Do Mechanical Seals Need Cooling

Mechanical seals are critical components in many industrial applications. However, without proper cooling, they can quickly overheat, leading to premature failure and costly downtime.

Overheating causes material degradation, face damage, thermal expansion, vaporization, and elastomer issues. It’s a major problem that can cripple your operations.

Fortunately, there are effective cooling methods available, from fluid recirculation to cooling jackets, that can prevent these issues when applied correctly.

Consequences of Overheating

• Material Degradation: Excessive heat can break down seal face and elastomer materials, leading to premature failure.
• Face Wear and Damage: High temperatures accelerate wear on the seal faces, causing increased leakage and reduced seal life. Thermal shock can also crack or damage the faces.
• Thermal Expansion: As components heat up, they expand at different rates, potentially altering clearances and causing distortion that impacts seal performance.
• Vaporization: Fluids near their boiling point can flash to vapor at the seal faces, causing poor lubrication, increased wear, and seal failure.
• Elastomer Hardening or Softening: Extreme temperatures can cause elastomers to harden, reducing flexibility and sealing ability. Conversely, overheating may soften elastomers, leading to extrusion and failure.
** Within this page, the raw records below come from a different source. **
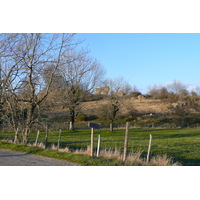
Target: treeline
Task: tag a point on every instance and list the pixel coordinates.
(36, 67)
(40, 70)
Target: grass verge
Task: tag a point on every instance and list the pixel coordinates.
(84, 160)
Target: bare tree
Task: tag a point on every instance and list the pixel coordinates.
(117, 86)
(82, 74)
(24, 57)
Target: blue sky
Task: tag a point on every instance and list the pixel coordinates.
(147, 59)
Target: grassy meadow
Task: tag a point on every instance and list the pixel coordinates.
(182, 145)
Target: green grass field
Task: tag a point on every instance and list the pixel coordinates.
(183, 145)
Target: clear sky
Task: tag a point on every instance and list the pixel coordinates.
(147, 59)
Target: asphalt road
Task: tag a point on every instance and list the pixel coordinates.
(14, 158)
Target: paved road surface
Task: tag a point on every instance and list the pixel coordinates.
(14, 158)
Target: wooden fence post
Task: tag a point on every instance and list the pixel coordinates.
(46, 137)
(92, 142)
(59, 136)
(16, 136)
(149, 148)
(36, 141)
(126, 141)
(98, 146)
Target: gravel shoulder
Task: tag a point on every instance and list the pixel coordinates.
(14, 158)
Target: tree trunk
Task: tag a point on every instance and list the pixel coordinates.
(72, 120)
(25, 136)
(111, 127)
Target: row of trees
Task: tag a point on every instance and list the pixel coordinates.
(32, 66)
(40, 69)
(174, 91)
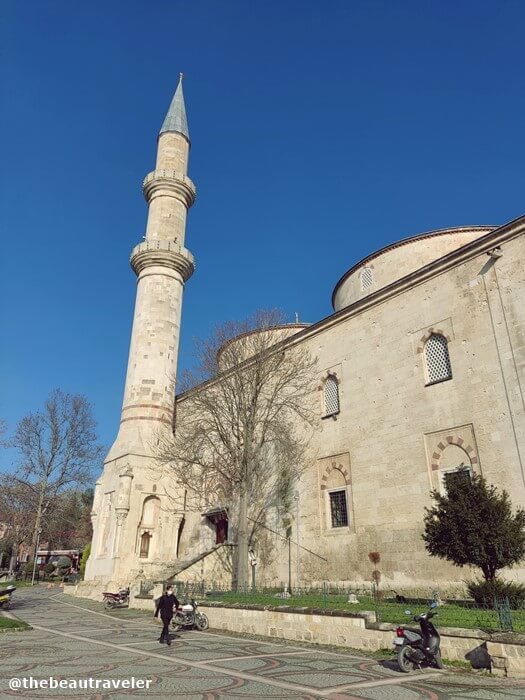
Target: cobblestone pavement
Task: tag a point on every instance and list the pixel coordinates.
(75, 639)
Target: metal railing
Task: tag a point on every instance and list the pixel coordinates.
(496, 615)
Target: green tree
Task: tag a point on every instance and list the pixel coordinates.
(472, 524)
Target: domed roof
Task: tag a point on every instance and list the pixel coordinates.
(396, 260)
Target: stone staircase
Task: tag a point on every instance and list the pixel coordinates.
(177, 567)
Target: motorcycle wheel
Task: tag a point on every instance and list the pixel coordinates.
(438, 661)
(403, 659)
(201, 622)
(175, 626)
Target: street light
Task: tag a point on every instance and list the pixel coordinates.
(39, 532)
(253, 563)
(297, 577)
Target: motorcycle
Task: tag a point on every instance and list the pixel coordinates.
(5, 597)
(188, 616)
(415, 647)
(116, 600)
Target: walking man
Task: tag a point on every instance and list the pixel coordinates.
(165, 607)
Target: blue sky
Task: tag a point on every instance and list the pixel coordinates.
(320, 133)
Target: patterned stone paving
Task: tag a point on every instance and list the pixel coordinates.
(76, 639)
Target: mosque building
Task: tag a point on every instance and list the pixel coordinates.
(420, 372)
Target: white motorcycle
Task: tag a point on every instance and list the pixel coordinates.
(188, 616)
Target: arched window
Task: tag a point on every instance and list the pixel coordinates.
(367, 278)
(331, 396)
(437, 360)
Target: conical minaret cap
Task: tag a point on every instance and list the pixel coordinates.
(176, 117)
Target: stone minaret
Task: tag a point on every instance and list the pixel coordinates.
(132, 520)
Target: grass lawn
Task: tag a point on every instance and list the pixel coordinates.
(449, 615)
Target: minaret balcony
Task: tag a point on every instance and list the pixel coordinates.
(161, 253)
(169, 183)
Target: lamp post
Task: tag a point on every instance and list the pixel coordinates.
(289, 538)
(253, 563)
(39, 532)
(297, 576)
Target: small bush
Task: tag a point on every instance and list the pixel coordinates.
(484, 593)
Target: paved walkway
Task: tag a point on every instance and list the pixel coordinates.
(75, 639)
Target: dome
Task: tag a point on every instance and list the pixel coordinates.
(253, 342)
(397, 260)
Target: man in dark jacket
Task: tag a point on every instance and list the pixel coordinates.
(165, 606)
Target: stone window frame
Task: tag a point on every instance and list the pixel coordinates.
(453, 470)
(333, 376)
(328, 529)
(143, 534)
(368, 268)
(421, 348)
(343, 490)
(471, 453)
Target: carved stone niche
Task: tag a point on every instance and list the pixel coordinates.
(453, 449)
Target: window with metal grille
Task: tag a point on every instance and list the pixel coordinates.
(144, 545)
(367, 277)
(461, 474)
(331, 396)
(338, 509)
(437, 359)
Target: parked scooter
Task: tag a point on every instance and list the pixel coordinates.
(188, 616)
(415, 647)
(5, 596)
(116, 600)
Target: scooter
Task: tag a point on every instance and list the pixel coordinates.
(116, 600)
(415, 647)
(188, 616)
(5, 597)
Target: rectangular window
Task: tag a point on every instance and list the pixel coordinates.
(338, 509)
(462, 474)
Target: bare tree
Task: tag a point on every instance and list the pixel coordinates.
(17, 514)
(241, 427)
(57, 450)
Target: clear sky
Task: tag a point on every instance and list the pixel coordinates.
(321, 131)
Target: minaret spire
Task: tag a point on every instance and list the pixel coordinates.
(123, 520)
(176, 121)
Methods of Cooling Mechanical Seals

Process Fluid Recirculation

In this method, the process fluid itself is circulated from a high-pressure area to a low-pressure area through the seal chamber. This circulation helps to remove heat from the seal faces and maintain a stable operating temperature.

External Flush

An external flush involves introducing a cool, clean fluid into the seal chamber from an outside source. The flush fluid absorbs heat from the seal faces and is then either discharged or recirculated through a heat exchanger.

Quench

Quenching directs a fluid, usually from an external source, onto the atmospheric side of the seal faces. This helps to cool the faces and prevent the formation of harmful deposits.

Barrier or Buffer Fluids

In double seals, a barrier or buffer fluid is maintained at a higher pressure between the inboard and outboard seals. This fluid serves as a heat sink, absorbing thermal energy from the seal faces.

Cooling Jackets

Cooling jackets are channels or passages built into the seal gland plate or housing. A cooling medium, such as water or glycol, is circulated through these passages to remove heat from the seal chamber.

When is Cooling Necessary

• High-Temperature Fluids: When sealing fluids exceed the temperature limits of the seal components, cooling is essential to prevent overheating and premature failure.
• High-Pressure Applications: Increased pressure generates more heat at the seal faces due to higher contact forces and sliding velocities. Cooling helps dissipate this additional heat.
• High Shaft Speeds: Faster shaft speeds result in greater frictional heat generation at the seal faces, necessitating effective cooling to maintain proper lubrication and prevent damage.
• Viscous Fluids: Fluids with high viscosity can generate substantial shear heat in the seal chamber, requiring cooling to maintain acceptable operating temperatures.
• Specific Seal Types: Some seal designs, such as dry-running or non-contacting seals, rely on cooling to function properly and prevent overheating of the seal faces.